"The regions showing growth are doing so because sellers there feel confident enough to take the first step, and agents in those areas are capitalising by staying highly visible"
- Craig Vile - The ValPal Network
New data from The ValPal Network show a marked shift in homeowner behaviour across the UK, with the Northeast emerging as the strongest region for online valuation activity in November, while London and the wider Southeast recorded sharp double-digit declines.
The monthly analysis, drawn from tens of thousands of valuation leads, shows that the Northeast grew by 45% year-on-year, making it the UK's most active region for prospective sellers. Northern Ireland and the Central Southern region also posted notable increases, suggesting momentum is building outside the traditional high-value centres.
Southern markets retreat
Several of the country's most expensive markets moved in the opposite direction. Central London fell by 36%, Outer London by 38%, and the Southeast by 67% compared with November 2024. The Home Counties also dropped by almost half.
Part of that contrast reflects unusually high activity in late 2024, when many sellers accelerated plans to complete before the April 2025 stamp duty threshold changes, including the reduction of first-time buyer relief from £425,000 to £300,000. That short-term surge has since unwound, revealing a more cautious seller outlook in higher-value areas, exacerbated by negative pre-Budget speculation.

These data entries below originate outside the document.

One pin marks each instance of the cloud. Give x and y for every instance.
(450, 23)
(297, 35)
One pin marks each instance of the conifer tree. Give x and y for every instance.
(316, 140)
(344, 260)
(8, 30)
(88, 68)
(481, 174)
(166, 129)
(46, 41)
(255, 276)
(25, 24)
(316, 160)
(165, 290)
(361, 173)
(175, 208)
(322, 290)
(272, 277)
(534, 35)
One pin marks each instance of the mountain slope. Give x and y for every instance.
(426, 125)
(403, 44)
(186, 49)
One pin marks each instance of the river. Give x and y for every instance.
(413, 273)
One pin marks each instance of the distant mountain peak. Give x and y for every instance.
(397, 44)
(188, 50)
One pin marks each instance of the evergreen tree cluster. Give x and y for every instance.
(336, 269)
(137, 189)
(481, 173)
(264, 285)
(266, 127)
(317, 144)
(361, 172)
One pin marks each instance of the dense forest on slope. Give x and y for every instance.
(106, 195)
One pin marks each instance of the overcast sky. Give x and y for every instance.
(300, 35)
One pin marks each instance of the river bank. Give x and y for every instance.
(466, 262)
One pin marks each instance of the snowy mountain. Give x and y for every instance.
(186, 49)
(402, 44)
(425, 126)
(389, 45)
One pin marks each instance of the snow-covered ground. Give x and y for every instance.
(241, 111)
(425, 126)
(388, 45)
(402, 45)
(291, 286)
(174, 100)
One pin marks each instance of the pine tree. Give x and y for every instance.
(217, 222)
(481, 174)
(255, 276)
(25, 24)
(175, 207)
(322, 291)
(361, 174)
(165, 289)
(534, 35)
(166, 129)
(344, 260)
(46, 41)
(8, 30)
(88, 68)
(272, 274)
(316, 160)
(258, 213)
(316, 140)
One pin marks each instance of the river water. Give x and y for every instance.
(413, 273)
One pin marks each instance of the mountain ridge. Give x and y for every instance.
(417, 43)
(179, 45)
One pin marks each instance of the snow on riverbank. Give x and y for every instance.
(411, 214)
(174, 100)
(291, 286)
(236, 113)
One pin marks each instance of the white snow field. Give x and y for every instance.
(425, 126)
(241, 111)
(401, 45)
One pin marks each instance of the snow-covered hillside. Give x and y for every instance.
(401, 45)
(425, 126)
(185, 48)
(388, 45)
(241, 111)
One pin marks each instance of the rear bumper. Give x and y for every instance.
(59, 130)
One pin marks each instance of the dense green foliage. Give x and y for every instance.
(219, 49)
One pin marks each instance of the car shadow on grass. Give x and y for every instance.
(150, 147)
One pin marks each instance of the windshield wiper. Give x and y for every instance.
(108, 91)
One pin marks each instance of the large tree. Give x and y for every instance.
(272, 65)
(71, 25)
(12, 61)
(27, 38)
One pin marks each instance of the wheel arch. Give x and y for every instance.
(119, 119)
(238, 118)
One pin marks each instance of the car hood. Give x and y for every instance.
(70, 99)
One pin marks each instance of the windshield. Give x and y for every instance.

Tax changes influencing sentiment
This resetting of intent appears to be influenced by a combination of affordability pressures, shifting lifestyle priorities and the search for more space. The government's announcement of a new high-value property levy, widely described as a mansion tax and due to take effect in April 2028, may also be shaping sentiment. Major tax changes often influence behaviour years ahead, and downsizers with significant equity may look to secure a sale before the threshold applies.
Hour-by-hour analysis of ValPal usage suggests further change in consumer habits. The strongest activity now takes place between 10am and 2pm, with sustained engagement into the evening.
ValPal's bedroom data also shows a clear trend towards family-sized homes. Three-bedroom valuation requests rose by 52% year-on-year, with two-bedroom homes up 39% and four-bedroom homes up 15%.
"Agents cannot afford to wait for momentum to come to them," said Craig Vile, director of The ValPal Network. "The regions showing growth are doing so because sellers there feel confident enough to take the first step, and agents in those areas are capitalising by staying highly visible. The flip side is that London and the commuter belt are showing real hesitation, and that's exactly where proactive engagement matters most."
"If downsizers or higher-value owners are even thinking about moving ahead of the new levy, they need clear guidance and trusted support. The agents who step in early – armed with local insight, accurate valuations and the right technology - will win instructions long before the wider market wakes up to what's happening."
"Taken together, the figures point to a market in transition. Regions such as the Northeast, Northern Ireland and the Central Southern corridor appear to be gaining confidence, while high-value areas of London and the Southeast are seeing softer sentiment. Clearly, affordability continues to be a significant factor – especially in the Southeast. The expected further cut in interest rates later this month would give the market a much-needed shot in the arm as we move into 2026."